The Political History of ‘Shuck and Jive’

By Jason Boog 

Author and former Alaskan governor Sarah Palin earned angry responses this week for using the Facebook headline: “Obama’s Shuck and Jive Ends With Benghazi Lies.”

The phrase “shuck and jive” has an unfortunate history over the last few political seasons. Then New York Attorney General Andrew Cuomo caused controversy in 2008 by using the phrase and White House press secretary Jay Carney drew criticism for employing the phrase in 2011.

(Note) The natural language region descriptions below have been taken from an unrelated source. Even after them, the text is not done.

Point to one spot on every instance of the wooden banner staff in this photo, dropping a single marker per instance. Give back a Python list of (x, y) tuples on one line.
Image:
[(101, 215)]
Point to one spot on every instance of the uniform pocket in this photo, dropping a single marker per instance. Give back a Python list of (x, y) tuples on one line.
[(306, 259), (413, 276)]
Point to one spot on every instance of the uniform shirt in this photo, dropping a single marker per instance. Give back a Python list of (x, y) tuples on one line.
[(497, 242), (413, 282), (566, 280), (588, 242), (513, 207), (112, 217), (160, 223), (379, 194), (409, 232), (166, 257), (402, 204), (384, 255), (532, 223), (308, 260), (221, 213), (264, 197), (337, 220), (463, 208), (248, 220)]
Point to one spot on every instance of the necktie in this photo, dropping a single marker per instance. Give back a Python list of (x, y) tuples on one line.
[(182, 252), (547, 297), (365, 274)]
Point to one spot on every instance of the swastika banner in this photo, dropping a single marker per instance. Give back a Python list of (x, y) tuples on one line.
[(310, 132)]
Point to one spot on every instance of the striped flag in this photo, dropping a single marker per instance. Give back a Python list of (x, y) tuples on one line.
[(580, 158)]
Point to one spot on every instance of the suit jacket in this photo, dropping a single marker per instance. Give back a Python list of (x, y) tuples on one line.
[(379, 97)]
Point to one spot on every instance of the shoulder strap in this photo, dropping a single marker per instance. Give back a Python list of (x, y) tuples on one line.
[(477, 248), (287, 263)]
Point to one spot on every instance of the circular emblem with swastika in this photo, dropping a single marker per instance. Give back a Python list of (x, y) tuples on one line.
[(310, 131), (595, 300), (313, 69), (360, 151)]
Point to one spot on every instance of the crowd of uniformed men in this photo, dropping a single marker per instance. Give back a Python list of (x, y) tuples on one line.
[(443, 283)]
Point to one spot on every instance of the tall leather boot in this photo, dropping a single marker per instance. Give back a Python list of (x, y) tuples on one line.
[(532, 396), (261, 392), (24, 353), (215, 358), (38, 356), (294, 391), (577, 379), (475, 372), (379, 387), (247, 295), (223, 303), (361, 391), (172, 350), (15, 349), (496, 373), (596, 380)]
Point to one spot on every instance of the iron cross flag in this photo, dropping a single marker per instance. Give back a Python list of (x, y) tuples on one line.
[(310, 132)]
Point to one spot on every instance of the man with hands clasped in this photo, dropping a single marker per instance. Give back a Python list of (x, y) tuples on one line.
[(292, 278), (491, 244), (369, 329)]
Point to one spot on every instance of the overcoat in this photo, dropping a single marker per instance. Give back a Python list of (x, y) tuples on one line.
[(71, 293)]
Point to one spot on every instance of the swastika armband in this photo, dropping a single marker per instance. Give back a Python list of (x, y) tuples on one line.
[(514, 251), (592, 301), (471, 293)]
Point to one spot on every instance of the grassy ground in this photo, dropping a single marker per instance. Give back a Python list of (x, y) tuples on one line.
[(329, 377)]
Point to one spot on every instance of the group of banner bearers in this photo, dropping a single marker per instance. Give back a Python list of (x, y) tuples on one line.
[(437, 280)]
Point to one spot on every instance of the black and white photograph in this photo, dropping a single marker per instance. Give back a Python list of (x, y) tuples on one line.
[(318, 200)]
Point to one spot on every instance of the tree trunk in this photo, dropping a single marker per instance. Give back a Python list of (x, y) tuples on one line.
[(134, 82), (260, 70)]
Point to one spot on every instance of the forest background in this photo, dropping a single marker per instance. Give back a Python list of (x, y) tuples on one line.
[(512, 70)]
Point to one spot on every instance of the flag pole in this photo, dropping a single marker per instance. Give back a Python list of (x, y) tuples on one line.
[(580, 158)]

In 2010, Stanford University Press published What Can You Say?: America’s National Conversation on Race, a scholarly look at our contemporary political conversation by anthropology professor John Hartigan Jr.. The book examined various definitions of “shuck and jive” that were cited during the Cuomo controversy. You can read an excerpt below, complete with links:

Eric Kleefeld, on Talking Points Memo, consulted Joan Houston Hall‘s Dictionary of American Regional English to point out that the phrase, meaning “to be deceptive or evasive,” is “especially frequent among black speakers.” Ben Smith consulted Cassell’s Dictionary of Slang and reported that the source “attributes [the phrase] to a specifically African American–though not racist–origin.” … Pam Spaulding posted an etymological reference … “To ‘shuck and jive’ originally referred to the intentionally misleading words and actions that African Americans would employ in order to deceive racist Euro-Americans in power both during the period of slavery and afterwards.”